Welcome to MTH 513

We will be covering Machine Learning, using a competition based approach to the topic. The class will be divided into teams and participate in competitions on Kaggle.

The course meets Mondays and Wednesdays, 10.10-12.05, in 1S-103.

Your instructor is Prof. Mikael Vejdemo-Johansson. On this website you will be able to find lecture notes for the lectures given during the course. Most of the course will be committed to lab time working on the competitions, with lectures an occasional interspersed activity.

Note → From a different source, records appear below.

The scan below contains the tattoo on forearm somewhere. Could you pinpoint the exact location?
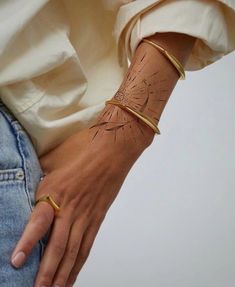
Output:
[90,47,169,142]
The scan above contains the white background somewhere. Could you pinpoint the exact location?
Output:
[76,53,235,287]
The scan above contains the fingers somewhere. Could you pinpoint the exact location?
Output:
[53,220,85,286]
[66,217,104,287]
[35,216,71,286]
[11,202,54,268]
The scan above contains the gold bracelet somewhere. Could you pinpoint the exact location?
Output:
[105,100,160,134]
[142,38,185,80]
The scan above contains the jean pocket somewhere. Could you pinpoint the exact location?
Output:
[0,167,25,184]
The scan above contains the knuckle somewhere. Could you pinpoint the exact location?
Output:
[52,242,64,254]
[39,271,52,286]
[67,245,78,261]
[80,249,90,262]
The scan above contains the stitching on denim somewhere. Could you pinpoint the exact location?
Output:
[0,106,44,260]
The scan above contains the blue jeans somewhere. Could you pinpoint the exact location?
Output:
[0,101,48,287]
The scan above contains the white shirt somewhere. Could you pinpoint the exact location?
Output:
[0,0,235,156]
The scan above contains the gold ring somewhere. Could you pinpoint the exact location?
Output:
[35,194,60,211]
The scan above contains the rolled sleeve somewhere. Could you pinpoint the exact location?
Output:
[115,0,235,70]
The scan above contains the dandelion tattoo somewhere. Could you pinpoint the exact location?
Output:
[87,44,170,143]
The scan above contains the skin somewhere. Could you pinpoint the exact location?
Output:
[11,33,195,287]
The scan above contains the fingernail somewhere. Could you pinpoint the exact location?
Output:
[11,251,26,268]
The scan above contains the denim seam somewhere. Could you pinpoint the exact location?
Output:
[1,110,44,260]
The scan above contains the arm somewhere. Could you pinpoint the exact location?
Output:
[91,32,196,154]
[12,33,194,286]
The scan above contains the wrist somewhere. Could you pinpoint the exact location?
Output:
[89,104,155,159]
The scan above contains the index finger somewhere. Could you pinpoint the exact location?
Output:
[11,204,54,268]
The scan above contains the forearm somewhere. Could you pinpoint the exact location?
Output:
[91,32,195,158]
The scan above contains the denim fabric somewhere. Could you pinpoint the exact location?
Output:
[0,101,48,287]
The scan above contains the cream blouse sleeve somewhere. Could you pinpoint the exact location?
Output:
[114,0,235,70]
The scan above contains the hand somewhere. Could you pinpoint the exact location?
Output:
[12,116,151,287]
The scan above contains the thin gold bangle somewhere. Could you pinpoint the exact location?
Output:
[142,38,185,80]
[105,100,160,134]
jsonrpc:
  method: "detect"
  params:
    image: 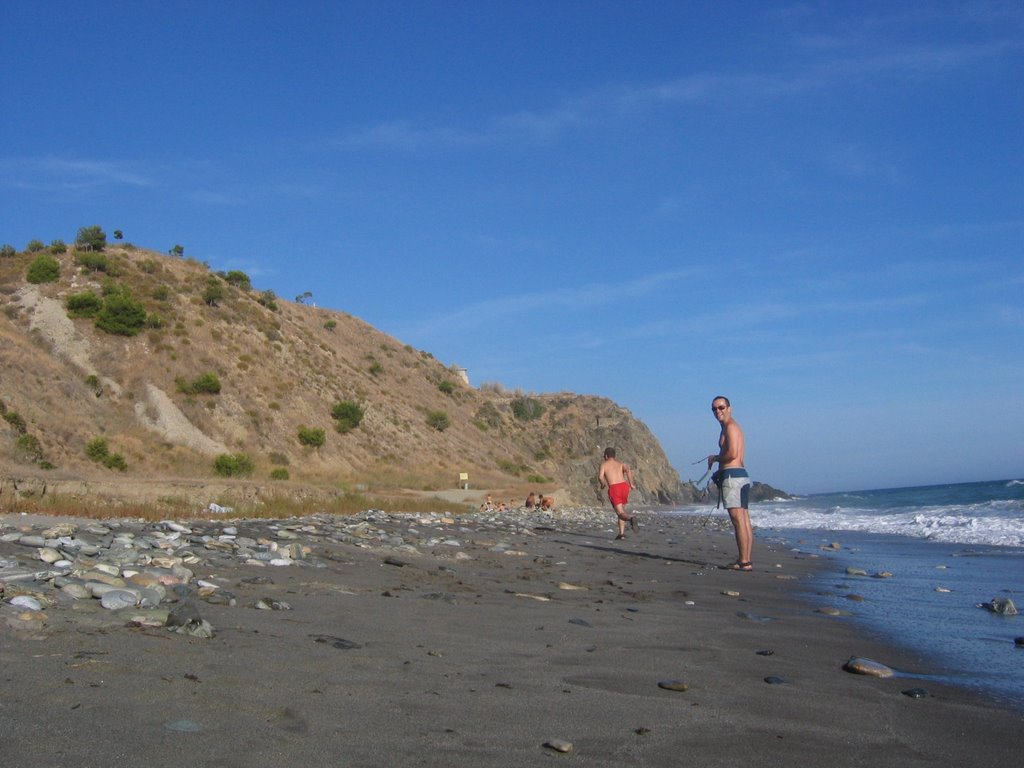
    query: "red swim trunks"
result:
[608,481,630,507]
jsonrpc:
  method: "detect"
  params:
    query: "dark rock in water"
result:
[242,577,273,584]
[167,600,203,627]
[657,680,690,693]
[544,738,572,754]
[309,635,362,650]
[421,592,458,605]
[843,656,896,677]
[164,720,203,733]
[982,597,1017,616]
[736,610,775,622]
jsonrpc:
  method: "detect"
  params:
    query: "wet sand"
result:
[0,513,1024,768]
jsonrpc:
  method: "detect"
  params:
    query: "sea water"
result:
[678,479,1024,709]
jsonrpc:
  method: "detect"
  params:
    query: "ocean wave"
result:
[751,503,1024,547]
[663,500,1024,547]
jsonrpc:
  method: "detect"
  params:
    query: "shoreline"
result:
[0,510,1024,766]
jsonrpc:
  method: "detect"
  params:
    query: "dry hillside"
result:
[0,236,692,512]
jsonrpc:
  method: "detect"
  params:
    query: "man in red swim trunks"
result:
[597,447,637,539]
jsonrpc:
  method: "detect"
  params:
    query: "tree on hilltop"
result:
[75,224,106,251]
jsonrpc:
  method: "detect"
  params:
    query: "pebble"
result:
[10,595,43,610]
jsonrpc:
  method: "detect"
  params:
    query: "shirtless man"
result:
[597,447,637,539]
[708,395,754,570]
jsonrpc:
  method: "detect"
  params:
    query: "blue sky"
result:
[0,0,1024,493]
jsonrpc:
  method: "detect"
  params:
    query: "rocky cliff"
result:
[0,246,693,512]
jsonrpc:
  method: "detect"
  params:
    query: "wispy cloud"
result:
[0,157,156,190]
[404,269,697,337]
[324,29,1024,152]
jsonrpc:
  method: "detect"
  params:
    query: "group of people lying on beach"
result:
[480,492,555,512]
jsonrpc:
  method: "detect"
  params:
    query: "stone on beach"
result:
[843,656,896,677]
[981,597,1017,616]
[657,680,690,693]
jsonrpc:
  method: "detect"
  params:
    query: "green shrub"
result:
[223,269,253,291]
[3,411,29,434]
[99,275,125,296]
[213,454,256,477]
[203,274,225,306]
[427,411,452,432]
[299,426,327,447]
[256,290,278,312]
[193,373,220,394]
[475,402,502,430]
[174,373,220,394]
[512,396,544,421]
[26,253,60,285]
[75,224,106,251]
[96,294,145,336]
[75,251,111,272]
[65,291,103,317]
[85,437,110,462]
[14,434,43,462]
[331,400,364,434]
[103,454,128,472]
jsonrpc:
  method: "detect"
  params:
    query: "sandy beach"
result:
[0,510,1024,768]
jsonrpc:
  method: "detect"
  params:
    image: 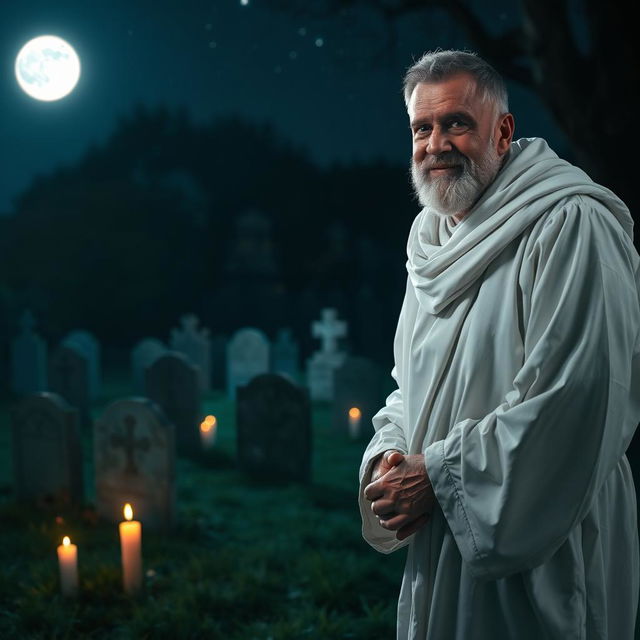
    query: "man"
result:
[360,51,640,640]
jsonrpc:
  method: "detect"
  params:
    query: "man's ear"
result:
[495,113,515,156]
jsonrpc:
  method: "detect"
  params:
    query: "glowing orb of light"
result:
[15,36,80,102]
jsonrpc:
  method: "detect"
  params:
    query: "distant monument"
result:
[307,309,347,402]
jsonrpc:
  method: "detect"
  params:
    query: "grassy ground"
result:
[0,372,404,640]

We will use An Introduction to Statistical Learning as a reference book. It is available for free as an ebook, and through the library you can find it on SpringerLink, where a printed copy can be ordered for $25.

Contact

Mikael.VejdemoJohansson@csi.cuny.edu
1S-208
Office hours Monday, Wednesday, 13.00 - 14.30.

Competitions

Example solutions

michiexile kernels

Course Blog

The course is primarily graded on writing blog posts describing, in detail, the process and the solution for one of the team's competition submissions.

The blog is here on Medium.

A blog post should include a narrative exposition of the entire process for its competition. In particular it should include

  • What models were tried? What did they score? Why were models or model components discarded?
  • What auxiliary information (exploratory plots etc) were used to decide?
  • What data transformations were tried? What determined which ones to keep and which ones to discard?
  • What was the final pipeline? What did it score?

To create your submission, first make sure you have a Medium account. Next, send your username to the professor so that you can be included in the blog writing crew. Finally write up your blog post and when you are done, use the [...] menu at the bottom to submit it to the course blog publication.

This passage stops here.